Preparing Your Teen Driver to Hit the Road  

By Donegal Marketing

October 21, 2021

Teen Driver Blog

The seat belt is buckled in.  A full tank of gas and an open road lie ahead. But not before one quick reminder: “Call when you arrive!”

Whether you’ve been dreading this new chapter or are looking forward to it, preparing your teen driver to hit the road is among the most worrisome times in a parent’s life.

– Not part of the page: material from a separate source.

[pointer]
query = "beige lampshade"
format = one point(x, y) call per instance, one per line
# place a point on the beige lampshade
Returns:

Here, we share two of the top risks for teen drivers, and what you can do to protect against them:

1. Distracted driving:
According to the AAA Foundation for Traffic Safety, distracted driving plays a role in nearly six out of 10 crashes involving teens.
What you can do:
Have an open and proactive dialogue with your teen about the risks, and the importance of staying focused on the road.
Familiarize yourself with state guidelines and enforce them when your teen is driving.
Lead by example- never exhibit distracted driving in front of your teen.

2. Speeding:
Statistics from the National Highway Traffic Association (NHTSA) show that speeding is a factor in nearly 30% of fatal crashes involving teen drivers.
What you can do:
Hold off on buying your teen a new car. By beginning their driving career in the family minivan, teens will be less likely to speed.
Stay involved and continue to monitor their driving habits. Teen drivers begin to speed once they gain confidence at the wheel. Keep the conversation open and remind them about the dangers of speeding.

Other ways that you can help make your teen a better driver:

  • Drive as much as possible with them when they still have their permit. The University of North Carolina’s Highway Safety Research Center found a sharp decline in crashes among young people who participated in about 110 hours of supervised driving before getting their license.
  • Limit the amount of passengers allowed in your teens car. In most states, for the first six months of being a new licensed driver, only one passenger is allowed to be in the vehicle. Enforce this rule with your teens and talk to them about how they can tune out their friends when they are behind the wheel.
  • Avoid the temptation of using a phone while driving. When your teen is learning to drive, teach them to stow their phone away in a glove compartment, or somewhere where they will not be tempted to look at it while they are behind the wheel.
  • Offer to pick them up whenever they need a ride. Some teens might find themselves in a situation where they cannot drive themselves home. Instead of getting angry at them for their choices, offer to pick them up. You can have additional conversations at a later point, after they’re safely home. 

Most importantly, set an example. Most teens follow what their parents do on the road, so be a good example for them and obey the laws. Your kids will pick up on the good behavior and incorporate it into their own driving habits.